“Hükûmetlerimiz döneminde uyguladığımız politikalarla yoksulluğun azaltılması ve gelir dağılımının iyileştirilmesi için önemli adımlar atılmış, refah artışından tüm kesimlerin faydalanması temel amaçlardan biri olmuştur. Kalıcı refah artışı sağlamanın ön şartı fiyat istikrarıdır.”
Yukarıdaki sözler Maliye ve Hazine Bakanımız Mehmet Şimşek’e ait.
Peki, sözleri tutarlı mı?
Gerçekleri yansıtıyor mu?
Vatandaşa bir yararı var mı?
Aslında en önemli soru şu:
Sade vatandaşımıza sorun bakalım:
“Bu yıl kiraz yiyebildin mi ?”
Vatandaşı bir yana koyalım.
Eğer sayın bakan bu soruya “yedim” diyorsa ne iyi…

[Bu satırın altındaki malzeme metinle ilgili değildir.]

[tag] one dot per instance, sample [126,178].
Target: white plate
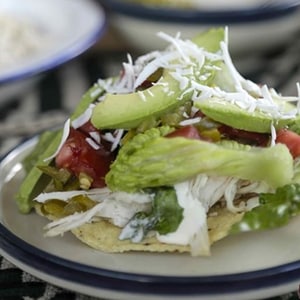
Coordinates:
[247,266]
[67,28]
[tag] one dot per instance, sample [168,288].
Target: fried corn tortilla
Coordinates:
[104,236]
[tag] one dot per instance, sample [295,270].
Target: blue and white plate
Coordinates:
[59,29]
[247,266]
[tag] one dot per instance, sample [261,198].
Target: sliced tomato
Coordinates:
[78,156]
[290,139]
[189,132]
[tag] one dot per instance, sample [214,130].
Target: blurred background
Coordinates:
[51,51]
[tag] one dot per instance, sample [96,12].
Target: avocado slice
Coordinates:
[230,114]
[35,180]
[129,110]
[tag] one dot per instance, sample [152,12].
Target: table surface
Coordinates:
[56,95]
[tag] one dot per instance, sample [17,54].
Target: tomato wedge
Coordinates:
[290,139]
[79,157]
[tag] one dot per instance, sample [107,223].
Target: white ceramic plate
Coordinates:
[251,23]
[66,28]
[248,266]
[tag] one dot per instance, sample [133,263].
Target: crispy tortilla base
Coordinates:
[102,235]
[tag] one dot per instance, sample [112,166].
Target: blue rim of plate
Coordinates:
[156,285]
[65,56]
[209,17]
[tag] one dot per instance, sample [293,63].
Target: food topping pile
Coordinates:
[173,154]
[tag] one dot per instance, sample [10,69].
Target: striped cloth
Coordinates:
[55,96]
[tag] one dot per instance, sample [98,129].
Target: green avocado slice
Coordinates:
[236,117]
[129,110]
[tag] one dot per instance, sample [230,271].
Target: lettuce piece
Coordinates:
[151,160]
[165,217]
[275,210]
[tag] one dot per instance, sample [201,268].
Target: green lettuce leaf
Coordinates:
[152,160]
[165,217]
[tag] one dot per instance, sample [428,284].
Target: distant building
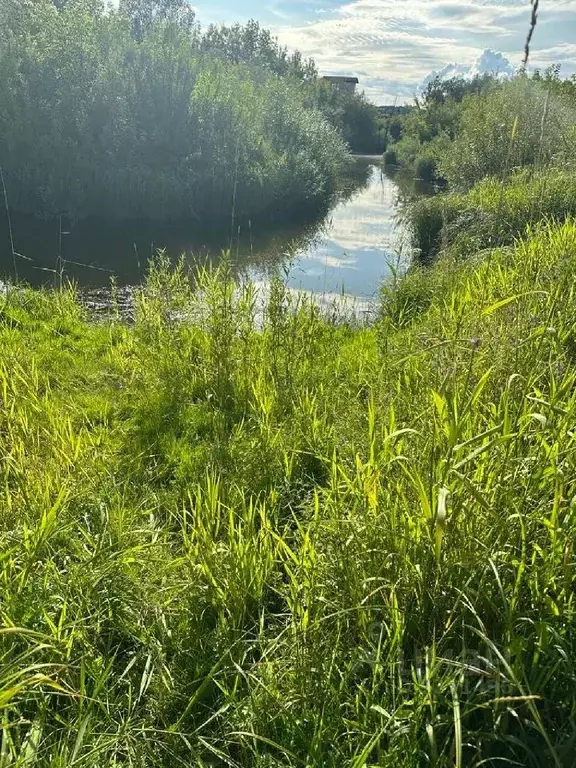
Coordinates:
[347,84]
[395,111]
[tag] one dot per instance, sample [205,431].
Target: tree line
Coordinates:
[140,112]
[461,131]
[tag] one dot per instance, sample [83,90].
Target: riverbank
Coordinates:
[300,544]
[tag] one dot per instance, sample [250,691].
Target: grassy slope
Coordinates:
[309,545]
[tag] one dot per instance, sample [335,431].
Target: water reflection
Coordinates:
[345,251]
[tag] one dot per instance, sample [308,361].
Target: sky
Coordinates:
[394,46]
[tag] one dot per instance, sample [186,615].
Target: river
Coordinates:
[346,253]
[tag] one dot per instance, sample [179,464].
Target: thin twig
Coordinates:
[7,208]
[533,23]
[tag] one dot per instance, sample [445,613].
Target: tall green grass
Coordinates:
[238,540]
[493,213]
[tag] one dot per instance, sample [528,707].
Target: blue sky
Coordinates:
[392,45]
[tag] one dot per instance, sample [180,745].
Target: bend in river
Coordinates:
[347,252]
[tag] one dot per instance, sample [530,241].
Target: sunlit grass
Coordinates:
[296,544]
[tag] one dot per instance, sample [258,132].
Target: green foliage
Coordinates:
[520,123]
[464,130]
[358,121]
[236,534]
[138,114]
[493,213]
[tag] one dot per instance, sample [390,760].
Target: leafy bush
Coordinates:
[99,117]
[493,213]
[519,123]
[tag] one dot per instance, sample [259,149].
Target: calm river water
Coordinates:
[346,253]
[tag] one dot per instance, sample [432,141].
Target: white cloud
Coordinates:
[391,45]
[488,63]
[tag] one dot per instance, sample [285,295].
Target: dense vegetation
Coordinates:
[141,113]
[462,131]
[240,539]
[237,531]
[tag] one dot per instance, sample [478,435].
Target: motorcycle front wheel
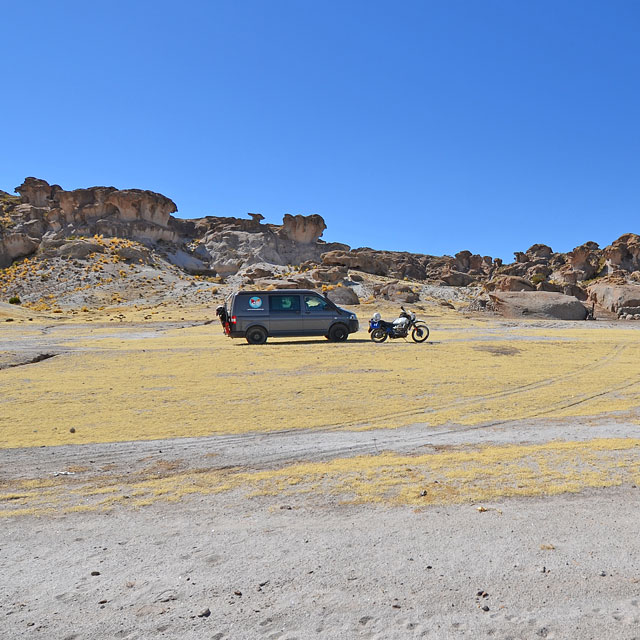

Aslında sayın bakanın sarf ettiği sözlerin, hiçbir cümlesi mantığa-gerçeğe uygun değil, üstelik “ön şart” “son şart” gibi cümleleri Türkiye’de değil, sadece Avrupa’da dile getirebilirsiniz.
Galiba İngiltere’de uzun süre kalan sayın Şimşek, sanırım “akıl tutulması” yaşıyor olmalı.
Ekonomi programının etkilerine de değinen Şimşek, fiyat istikrarının tesisi amacıyla uygulanan politika seti sayesinde makroekonomide birçok göstergede iyileşme yaşandığını belirtmiş ve şunu eklemiş sözlerine:
“Fiyat istikrarının tesisi amacıyla uygulanan ekonomi programı sayesinde büyümede dengelenme gerçekleşmiş, cari açık önemli ölçüde gerilemiş, risk primi azalmış, dış kaynak girişi hızlanmış ve rezervler artmıştır. Böylece makro finansal istikrar güçlenmiş, dezenflasyon süreci başlamıştır.”
Sayın bakan Enflasyon sürecinin kapandığını, tam aksinin, yani ucuzlamanın başladığını müjdelemiş…
Sayın Bakan, galiba ya uzunca süredir yaşadığı İngiltere’yi, ya da Avrupa Birliğine dahil gelişmiş ülkeleri kastediyor olmalı.
Yoksa biz mi çok safız…
Yahu bu ülkede yaşananları anlamak, anlatmak, dillendirmek, fark etmemek için Maliye Bakanı olmaya gerek yok ki?
Mahalle bakkalına sorun yeter…
Garibim mahalle bakkalının “veresiye defteri dönemi”ni son on yıldır uyguladığının farkında bile değildir İngiltere’de mukim sayın bakanımız..
Geçmiş olsun yani…
Aslında sayın bakanın emekli maaşlarının nasıl rekor düzeye ulaştığını (!) anlatan son cümlesi ise düşündürücü bile değil.
Tam bir traji-komik tiyatro itirafı:
Bakan son olarak emekli maaşları için demiş ki:
“2002 Aralık-2025 Temmuz döneminde en düşük emekli aylığında reel olarak yüzde 621 oranında artış sağlanmıştır”
Gelişmiş ülkedeki bir vatandaş bu açıklamaya bakıp, şöyle bir yorum yapmışsa kimse şaşmasın:
“Türk emeklisi amma şanslı yaw..,Yüzde 100 filan değil, yüzde 621 artış ha…Demek ki bu emeklinin hem evi var, hem arabası (!)…”
Oysa bizim emekli, alaca karanlık çökünce semt pazarlarında atık bir şeyler arıyor.